Don’t peg a loved one as a ‘victim.’ / Rob Lewine/Getty Images
What is Neuromyselitis Optica? (NMO)?
Ali first felt a pain in her left eye that felt like “an eye headache,” she wrote in Saving Each Other. NMO is an autoimmune disease that affects the optic nerves, spinal cord, and sometimes the brain, causing inflammation.
Symptoms can include vision changes or pain, a loss of balance or strength, incontinence, tingling or numbness, ongoing hiccups, nausea or vomiting, and limb paralysis.
It is diagnosed by MRI, blood tests and/or a spinal tap. Currently a rare chronic condition similar to multiple sclerosis, NMO currently affects an estimated 4,000 people in the United States and about 500,000 worldwide. NMO is treated with medications that reduce inflammation.
Never underestimate a mother protecting her child. When Victoria Jackson’s 14-year-old daughter, Ali Guthy, was diagnosed with a rare and often fatal autoimmune disease, she rallied the medical industry, created a foundation and co-wrote a book with her daughter to help others. In Saving Each Other, they share hard-won lessons on how to cope and thrive.
Give it time. When Guthy was diagnosed with neuromyelitis optica (NMO), she was given four years to live. Once the impact of a diagnosis has lessened, step up support to your loved one, Jackson says. “Be compassionate, and don’t put them in the category of a victim.” Know that the patient may need time to let things sink in, too. “Let them get to a place of comfort on their own terms,” Guthy says. “It took me a good year and a half.”
Learn all you can. When dealing with a medical problem, especially a rare one, it’s about getting people to care and getting past fear. “Don’t feel helpless,” Jackson says. “Start educating yourself.” When she initially couldn’t find information about NMO, she and her husband, infomercial giant Bill Guthy, launched the Guthy-Jackson Charitable Foundation to fund research and raise awareness.

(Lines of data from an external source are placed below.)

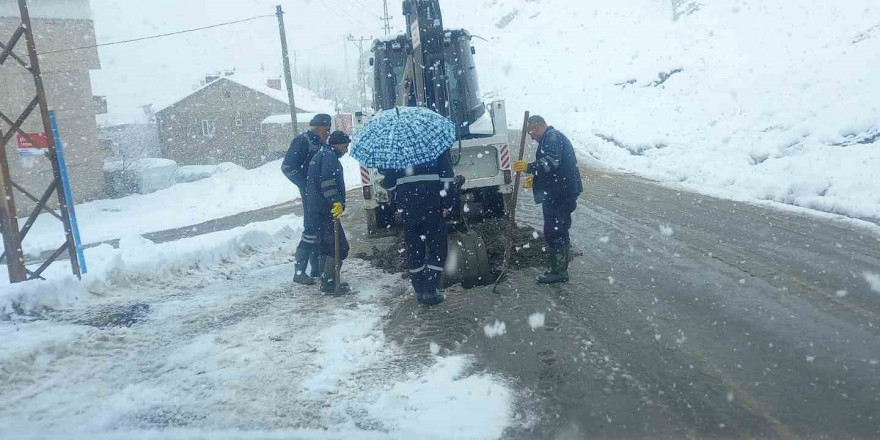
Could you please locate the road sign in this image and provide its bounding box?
[15,133,49,156]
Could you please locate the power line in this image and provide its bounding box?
[321,0,372,27]
[39,15,275,55]
[342,0,379,18]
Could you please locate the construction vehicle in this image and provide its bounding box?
[361,0,512,284]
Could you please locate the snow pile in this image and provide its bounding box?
[444,0,880,218]
[371,356,513,439]
[174,162,234,183]
[24,156,361,255]
[0,215,302,319]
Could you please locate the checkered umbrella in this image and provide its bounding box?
[351,107,455,169]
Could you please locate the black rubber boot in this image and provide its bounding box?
[309,251,324,278]
[556,244,571,283]
[321,257,351,295]
[538,245,559,284]
[293,246,315,286]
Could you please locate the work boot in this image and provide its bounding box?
[538,245,559,284]
[556,244,571,283]
[321,257,351,295]
[293,246,315,286]
[309,251,324,278]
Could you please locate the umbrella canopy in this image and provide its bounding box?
[351,107,455,169]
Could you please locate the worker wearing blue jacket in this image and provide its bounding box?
[379,150,458,305]
[513,115,584,284]
[281,114,332,285]
[305,131,351,294]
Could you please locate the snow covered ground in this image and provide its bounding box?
[444,0,880,220]
[24,156,361,261]
[0,217,513,439]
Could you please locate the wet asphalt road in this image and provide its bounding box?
[53,147,880,439]
[389,169,880,439]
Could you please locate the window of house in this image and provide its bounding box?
[202,121,217,137]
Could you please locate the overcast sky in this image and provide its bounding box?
[91,0,403,111]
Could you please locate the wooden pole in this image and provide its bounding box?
[275,5,299,132]
[19,0,82,278]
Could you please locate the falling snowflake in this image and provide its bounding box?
[483,321,507,338]
[529,312,544,330]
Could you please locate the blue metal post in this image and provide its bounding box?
[49,110,86,274]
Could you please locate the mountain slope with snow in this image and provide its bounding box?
[444,0,880,219]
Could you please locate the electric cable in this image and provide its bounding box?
[38,14,275,55]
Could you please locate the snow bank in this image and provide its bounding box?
[0,215,302,319]
[22,156,361,255]
[444,0,880,219]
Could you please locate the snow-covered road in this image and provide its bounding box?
[0,235,513,439]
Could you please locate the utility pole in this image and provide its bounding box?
[381,0,391,35]
[348,35,373,109]
[0,0,82,283]
[293,50,299,81]
[275,5,299,135]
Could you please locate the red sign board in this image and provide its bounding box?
[15,133,49,156]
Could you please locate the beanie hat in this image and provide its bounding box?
[309,113,333,127]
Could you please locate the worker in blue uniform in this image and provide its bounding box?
[379,150,458,305]
[305,131,351,294]
[513,115,584,284]
[281,113,332,285]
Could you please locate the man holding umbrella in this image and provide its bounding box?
[352,107,457,305]
[303,131,351,294]
[281,114,332,285]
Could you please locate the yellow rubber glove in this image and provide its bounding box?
[330,202,345,220]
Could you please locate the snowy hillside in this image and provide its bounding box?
[24,156,361,255]
[444,0,880,219]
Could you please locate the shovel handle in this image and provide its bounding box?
[333,218,342,294]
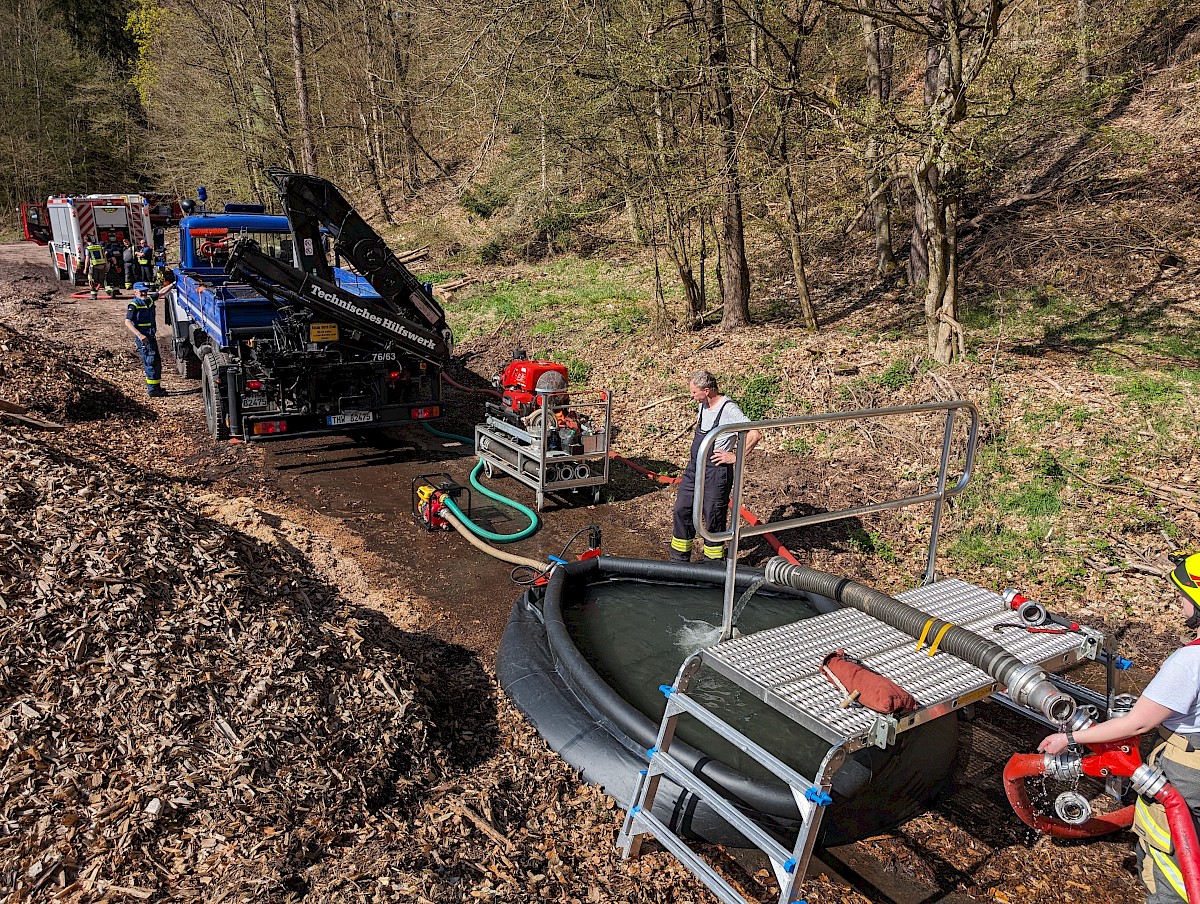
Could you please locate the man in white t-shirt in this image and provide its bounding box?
[671,371,762,562]
[1038,552,1200,904]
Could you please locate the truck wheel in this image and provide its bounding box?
[200,354,229,439]
[170,339,200,379]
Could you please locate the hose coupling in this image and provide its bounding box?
[763,556,791,587]
[1001,587,1050,628]
[1008,664,1076,725]
[1129,762,1166,797]
[1042,753,1084,782]
[1054,791,1092,826]
[1067,706,1096,731]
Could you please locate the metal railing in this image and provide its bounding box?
[692,399,979,640]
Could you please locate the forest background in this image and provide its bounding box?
[0,0,1200,363]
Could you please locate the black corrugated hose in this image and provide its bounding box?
[766,556,1075,725]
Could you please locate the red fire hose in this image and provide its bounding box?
[1154,782,1200,902]
[1004,754,1134,838]
[1004,738,1200,902]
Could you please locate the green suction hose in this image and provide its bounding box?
[425,424,539,543]
[442,461,538,543]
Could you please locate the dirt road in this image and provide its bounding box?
[0,245,1138,904]
[0,244,670,661]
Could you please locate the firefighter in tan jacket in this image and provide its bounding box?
[1038,552,1200,904]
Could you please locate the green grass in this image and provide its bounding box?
[848,527,900,564]
[1116,373,1186,407]
[947,523,1044,571]
[997,480,1062,517]
[779,436,812,459]
[732,373,780,420]
[448,256,649,341]
[875,359,916,389]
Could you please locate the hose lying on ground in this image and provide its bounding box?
[443,499,546,571]
[425,424,541,542]
[442,461,540,542]
[1004,754,1134,838]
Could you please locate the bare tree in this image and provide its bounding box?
[288,0,317,175]
[704,0,750,330]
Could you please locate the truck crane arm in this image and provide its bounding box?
[266,167,450,345]
[224,239,450,366]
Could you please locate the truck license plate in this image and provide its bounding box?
[325,412,374,427]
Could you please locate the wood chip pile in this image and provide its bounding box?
[0,427,444,897]
[0,323,142,421]
[0,334,704,904]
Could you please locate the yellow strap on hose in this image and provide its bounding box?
[917,618,937,653]
[929,622,954,655]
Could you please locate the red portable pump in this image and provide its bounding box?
[492,351,566,418]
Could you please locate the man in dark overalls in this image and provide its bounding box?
[125,282,167,399]
[671,371,762,562]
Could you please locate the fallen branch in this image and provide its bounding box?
[0,399,66,431]
[450,801,512,851]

Cultivate community. Jackson forged links between researchers and patients. Ali Guthy has helped share her experience with NMO through fundraising for multiple sclerosis, which is closely linked to NMO, so she could “tell our side of the story.” If ongoing research or fundraising efforts don’t speak to you, find out if there’s an area that needs more attention. “It’s about saving each other, and the connectivity,” she says. “How do you deal with it, and what do you do to affect a different outcome for yourself?”